Devaneios tolos... a me torturar.

segunda-feira, 31 de março de 2014

O estuprador nunca é inocente



Oi geeente!



Correndo os olhos pelos sites de notícias, uma imagem imediatamente chamou minha atenção. Era uma reportagem, de um jornal, sobre uma mulher que havia sido estuprada. Antes de ler a notícia, a foto me deixou perplexa. Mostrava uma mulher e uma criança, caídas no chão, na beira da estrada, agarradas uma a outra. A mãe, com as calças nos tornozelos, e a menina com a face machucada, nos braços da mulher.
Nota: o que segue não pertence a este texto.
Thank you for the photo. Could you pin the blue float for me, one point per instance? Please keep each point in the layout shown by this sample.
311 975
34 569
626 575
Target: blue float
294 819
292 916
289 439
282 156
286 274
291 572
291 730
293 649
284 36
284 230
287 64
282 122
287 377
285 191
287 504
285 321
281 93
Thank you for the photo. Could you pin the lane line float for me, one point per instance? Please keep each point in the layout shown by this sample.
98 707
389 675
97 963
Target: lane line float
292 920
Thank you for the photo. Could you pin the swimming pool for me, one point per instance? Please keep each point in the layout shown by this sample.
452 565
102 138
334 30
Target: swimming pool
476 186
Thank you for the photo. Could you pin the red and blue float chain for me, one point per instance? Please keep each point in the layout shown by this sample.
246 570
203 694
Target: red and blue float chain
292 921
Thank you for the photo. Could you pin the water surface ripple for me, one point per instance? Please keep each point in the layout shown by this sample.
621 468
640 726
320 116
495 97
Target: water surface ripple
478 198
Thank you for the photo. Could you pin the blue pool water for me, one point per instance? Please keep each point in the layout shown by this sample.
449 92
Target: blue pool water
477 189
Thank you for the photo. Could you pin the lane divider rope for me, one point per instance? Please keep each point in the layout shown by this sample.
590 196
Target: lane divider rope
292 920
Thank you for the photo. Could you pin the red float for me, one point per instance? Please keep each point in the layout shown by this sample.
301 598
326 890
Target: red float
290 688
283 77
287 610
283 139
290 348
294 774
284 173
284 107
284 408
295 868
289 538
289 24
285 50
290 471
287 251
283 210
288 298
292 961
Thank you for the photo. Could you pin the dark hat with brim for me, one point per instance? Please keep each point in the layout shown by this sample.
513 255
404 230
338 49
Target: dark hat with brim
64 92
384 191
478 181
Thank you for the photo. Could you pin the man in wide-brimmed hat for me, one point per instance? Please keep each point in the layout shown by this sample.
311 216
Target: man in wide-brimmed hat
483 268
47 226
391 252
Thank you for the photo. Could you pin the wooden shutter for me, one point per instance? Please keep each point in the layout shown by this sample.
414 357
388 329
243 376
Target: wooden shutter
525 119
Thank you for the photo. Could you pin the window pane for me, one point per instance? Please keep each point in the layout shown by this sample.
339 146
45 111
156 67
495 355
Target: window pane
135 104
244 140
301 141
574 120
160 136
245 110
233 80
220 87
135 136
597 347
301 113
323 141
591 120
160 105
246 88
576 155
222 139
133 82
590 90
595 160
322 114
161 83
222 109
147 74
Quando li a notícia, meu estômago revirou, meus olhos se encheram de lágrimas. Ela havia sido perseguida, estuprada e espancada, na frente da filhinha, de dois anos. A menina também havia sido espancada e seu rostinho tinha as marcas dessa violência. A mãe, em coma, foi encaminhada para uma UTI e estava em estado grave, e a menina estava desacordada e ainda não tinham informações de seu estado de saúde.

Não sei o que aconteceu com elas. Não sei quem eram. Não sei se ficaram bem (Aliás, é possível ficar bem depois de um trauma como esse?). Só sei que nenhuma mulher no mundo, de prostituta a santa, merece ser violentada, espancada, humilhada, maltratada.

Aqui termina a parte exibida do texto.